Title: SCN2A severe hypomorphic mutation decreases excitatory synaptic input and causes autism-associated behaviors
Affiliation: Cardiovascular Research Institute, Feil Family Brain and Mind Research Institute, Pediatric Neurology, Department of Pediatrics, Weill Cornell Medicine, New York, New York, USA, Weill Cornell Medicine, Center for Autism and the Developing Brain, White Plains, New York, USA, Weill Cornell Autism Research Program, and Sackler Institute for Developmental Psychobiology, Department of Psychiatry, Weill Cornell Medicine, New York, New York, USA
Authors: Hong-Gang Wang, Charlotte C. Bavley, Anfei Li, Rebecca M. Jones, Jonathan Hackett, Yared Bayleyen,1 Francis S. Lee, Anjali M. Rajadhyaksha, and Geoffrey S. Pitt
Reference: JCI Insight 2021;6(15):e150698
We thank Geoffrey Pitt for providing us with a summary of their work.
SCN2A encodes a sodium channel that helps neurons send electrical signals.
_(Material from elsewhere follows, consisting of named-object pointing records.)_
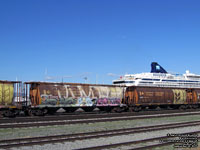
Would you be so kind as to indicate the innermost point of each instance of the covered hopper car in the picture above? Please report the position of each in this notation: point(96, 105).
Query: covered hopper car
point(10, 101)
point(40, 98)
point(48, 97)
point(137, 98)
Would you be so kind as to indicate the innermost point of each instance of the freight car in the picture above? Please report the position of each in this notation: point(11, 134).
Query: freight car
point(10, 99)
point(137, 98)
point(40, 98)
point(48, 97)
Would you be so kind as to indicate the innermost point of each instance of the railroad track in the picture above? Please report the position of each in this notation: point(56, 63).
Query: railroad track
point(93, 135)
point(92, 120)
point(135, 145)
point(84, 115)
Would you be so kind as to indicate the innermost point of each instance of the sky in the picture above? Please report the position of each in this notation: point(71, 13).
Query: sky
point(88, 40)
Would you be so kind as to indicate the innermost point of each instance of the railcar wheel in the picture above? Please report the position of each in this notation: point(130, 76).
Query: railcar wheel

So-called ‘gain-of-function’ mutations make the channel hyperactive and can lead to epilepsy, whereas ‘loss-of-function’ mutations diminish its activity and are typically associated with autism.
What did we find?
This study confirms previous work showing that autism-linked mutations in SCN2A dampen channel activity in neurons. However, the new finding is showing that this genetic change in the sodium channel is linked to clear changes in behavior.
What does this mean?
By showing the direct relationship between genetic changes in sodium channel function and behaviour, it gives us greater confidence that treatments directed towards correcting loss of function in the sodium channel would be expected to reduce autism behaviors.
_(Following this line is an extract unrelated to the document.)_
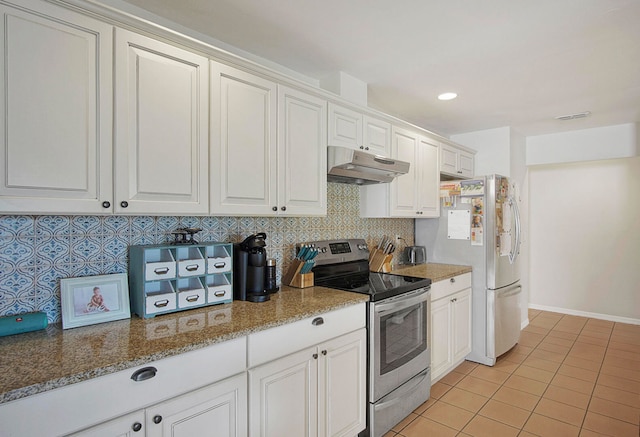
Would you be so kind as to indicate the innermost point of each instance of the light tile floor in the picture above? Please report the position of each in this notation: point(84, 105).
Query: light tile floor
point(568, 376)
How you think this helps future research move forward?
This research helps give a broader understanding of the link between autism and autism-like behviors and sodium channel function. This will help not only those with genetic changes in sodium channel function, such as SCN2A loss of function mutations, but may also help develop treatments for autism spectrum disorder.